The aim of the study was to quantify these symptoms. The measurements did not influence the symptoms.

Q5: In the process of diagnosing MG, which will be the contribution given by both the method and the equipment developed?

The measurements could be used during diagnosis of MG, especially the lip length index (measure of the ability to smile). However, the measurements will probably be used most to evaluate the symptoms over a longer period of time. To observe if the symptoms are improving or getting worse and to see if medication is working.

Q6: Your definition of bulbar MG seems to be like generalized MG. Is it the same?

Persons with bulbar myasthenia gravis may also have problems with other muscles (like arms or legs). This is indeed referred to as general myasthenia gravis.

Q7: Have any studies been done on quantifing ocular myasthenia symptoms?

I am not aware of studies on quantification of ocular MG symptoms.
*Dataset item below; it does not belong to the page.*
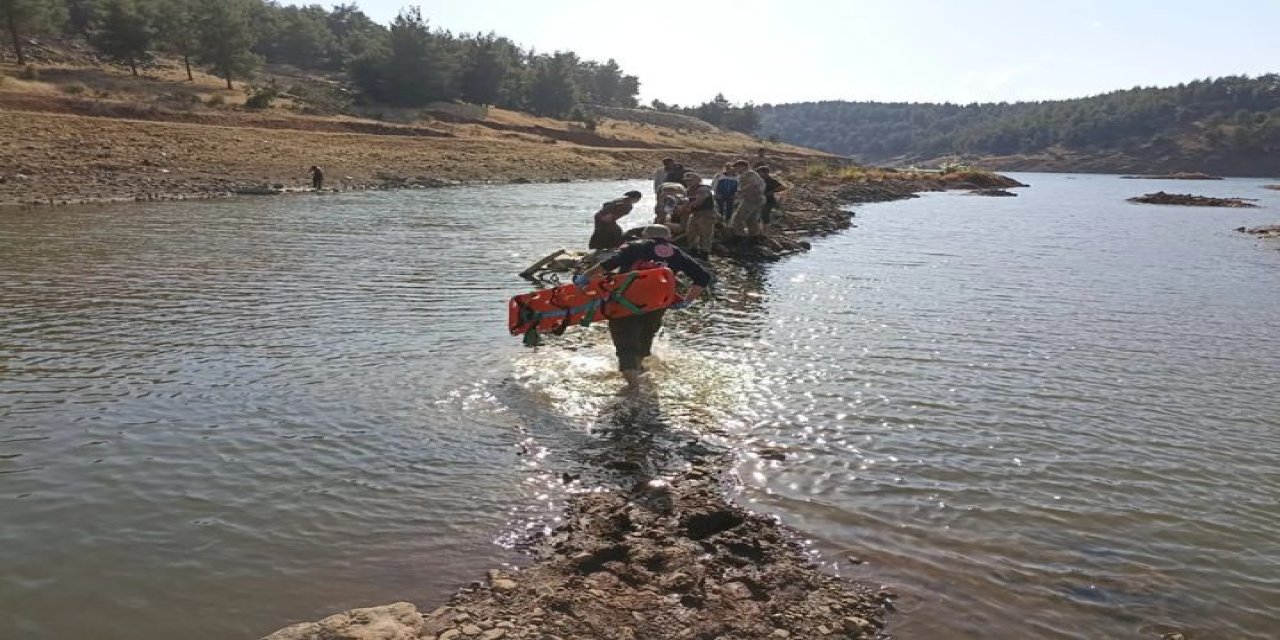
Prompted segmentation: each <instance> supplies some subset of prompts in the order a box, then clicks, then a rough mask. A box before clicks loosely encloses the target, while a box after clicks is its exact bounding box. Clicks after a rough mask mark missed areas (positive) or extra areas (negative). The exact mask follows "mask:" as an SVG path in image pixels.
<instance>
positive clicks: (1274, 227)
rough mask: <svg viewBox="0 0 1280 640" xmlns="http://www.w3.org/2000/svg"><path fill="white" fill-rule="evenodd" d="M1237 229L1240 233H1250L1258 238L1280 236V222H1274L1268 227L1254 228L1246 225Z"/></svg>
mask: <svg viewBox="0 0 1280 640" xmlns="http://www.w3.org/2000/svg"><path fill="white" fill-rule="evenodd" d="M1235 230H1238V232H1240V233H1248V234H1249V236H1256V237H1258V238H1280V224H1272V225H1268V227H1254V228H1252V229H1249V228H1245V227H1238V228H1236V229H1235Z"/></svg>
But this is really a different field of research, so I may have missed it. Up to now, there has been a lack of studies aimed at quantification of symptoms of myasthenia gravis.

Q8: How many patients were in each group?

There were 20 persons in each of the four groups.

Q9: Are the tools used for your measurements available to most neurologists?

Not all of them. The lip length index is performed with a sliding calliper or other measuring device, which everyone can buy easily.

Q10: I have breathing problems also with my MG and some bulbar symptoms -is this common?

Yes, breathing problems can also occur.

Q11: Is there an estimation of the percentage of MGers who are in remission from general MG but still suffer from bulbar MG?

Sorry, I don't know the answer to this question.

Q12: Are any pharmaceutical companies interested in using your methods for potential drug studies?

My thesis was only published a few weeks ago, and some of the individual papers are under review of medical journals. It will take some time before it will be possible to start pharmacological studies.

Q13: If you have bulbur MG but have arm and leg weakness then do have general mg or both general and bulbar?

In general, there are two types of MG: ocular and generalised mg. In generalised mg, a variaty of symptoms may occur: bulbar weakness, arm weakness, leg weakness, etcetera. In my study, I focussed on people with bulbar symptoms, who I described as having bulbar mg.